Pine Forest Cemetery in Wilmington, North Carolina serves as the final resting place for many of Wilmington’s Black residents. The cemetery dates to back prior to the American Civil War, being purchased in 1860 by the Commissioners of Wilmington who purchased 15 acres adjacent to Oakdale Cemetery as a Black Burying Ground. Much of the cemetery had become overgrown, and this last week folks from Hands On Wilmington decided to do something about it. The following excerpt is from an article in the April 29, 2009 Star News.
The top portion of the tombstone was long gone. The remaining part lay on the ground partially covered with dirt and oak leaves. “Gone but not forgotten,” were the only words legible in the weathered cement.
Volunteers were surprised to find more than 100 graves, like this one, dated between the mid 1800s and the 1960s hidden away in vines and bushes at Pine Forest Cemetery. Some had stones. Some were merely deep impressions in the soil.

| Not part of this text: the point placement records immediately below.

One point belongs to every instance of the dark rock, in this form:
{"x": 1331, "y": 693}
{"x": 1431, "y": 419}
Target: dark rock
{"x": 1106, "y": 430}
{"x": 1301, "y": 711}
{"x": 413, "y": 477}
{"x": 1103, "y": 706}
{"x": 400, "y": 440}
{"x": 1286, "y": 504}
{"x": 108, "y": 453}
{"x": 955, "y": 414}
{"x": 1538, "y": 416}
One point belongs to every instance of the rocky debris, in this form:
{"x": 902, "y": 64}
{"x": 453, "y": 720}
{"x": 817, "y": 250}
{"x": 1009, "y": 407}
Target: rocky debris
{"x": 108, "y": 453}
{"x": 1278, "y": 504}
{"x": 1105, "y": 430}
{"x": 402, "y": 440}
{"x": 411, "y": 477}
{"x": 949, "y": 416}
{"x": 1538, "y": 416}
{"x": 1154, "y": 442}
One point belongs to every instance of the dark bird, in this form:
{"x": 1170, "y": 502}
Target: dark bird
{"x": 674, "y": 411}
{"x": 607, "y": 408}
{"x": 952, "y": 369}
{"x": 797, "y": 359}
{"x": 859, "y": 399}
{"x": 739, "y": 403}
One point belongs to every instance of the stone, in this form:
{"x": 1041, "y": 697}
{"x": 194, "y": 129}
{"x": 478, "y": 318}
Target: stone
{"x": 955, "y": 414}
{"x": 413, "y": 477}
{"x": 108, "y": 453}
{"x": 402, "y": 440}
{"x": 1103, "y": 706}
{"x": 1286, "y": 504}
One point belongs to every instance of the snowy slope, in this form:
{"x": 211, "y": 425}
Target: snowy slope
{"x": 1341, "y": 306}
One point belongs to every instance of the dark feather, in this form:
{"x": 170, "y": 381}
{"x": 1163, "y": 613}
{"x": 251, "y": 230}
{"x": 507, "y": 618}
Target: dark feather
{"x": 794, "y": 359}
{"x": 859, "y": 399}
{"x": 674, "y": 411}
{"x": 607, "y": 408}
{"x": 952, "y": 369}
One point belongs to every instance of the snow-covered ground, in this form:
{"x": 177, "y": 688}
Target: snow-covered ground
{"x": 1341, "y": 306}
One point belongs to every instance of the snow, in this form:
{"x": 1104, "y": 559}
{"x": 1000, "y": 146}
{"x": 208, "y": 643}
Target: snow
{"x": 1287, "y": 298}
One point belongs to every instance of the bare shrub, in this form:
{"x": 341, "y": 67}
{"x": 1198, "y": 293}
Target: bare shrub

“We knew there were grave sites back there. But these were not grave sites that had been lost. They were forgotten,” said Mike Kozlosky, project manager for the cemetery’s Hands On Wilmington clean-up held last weekend.
Stone after stone was uncovered from the vines and the trees and the bushes. Some revealed well-known names of black Wilmington families including Nixon and Williams. There were Pearsalls and Holdens, and many more that were too aged to read.
Some, such as Eugene Henry’s World War I grave marker, gleamed in the sunlight it hadn’t seen since some time soon after 1956.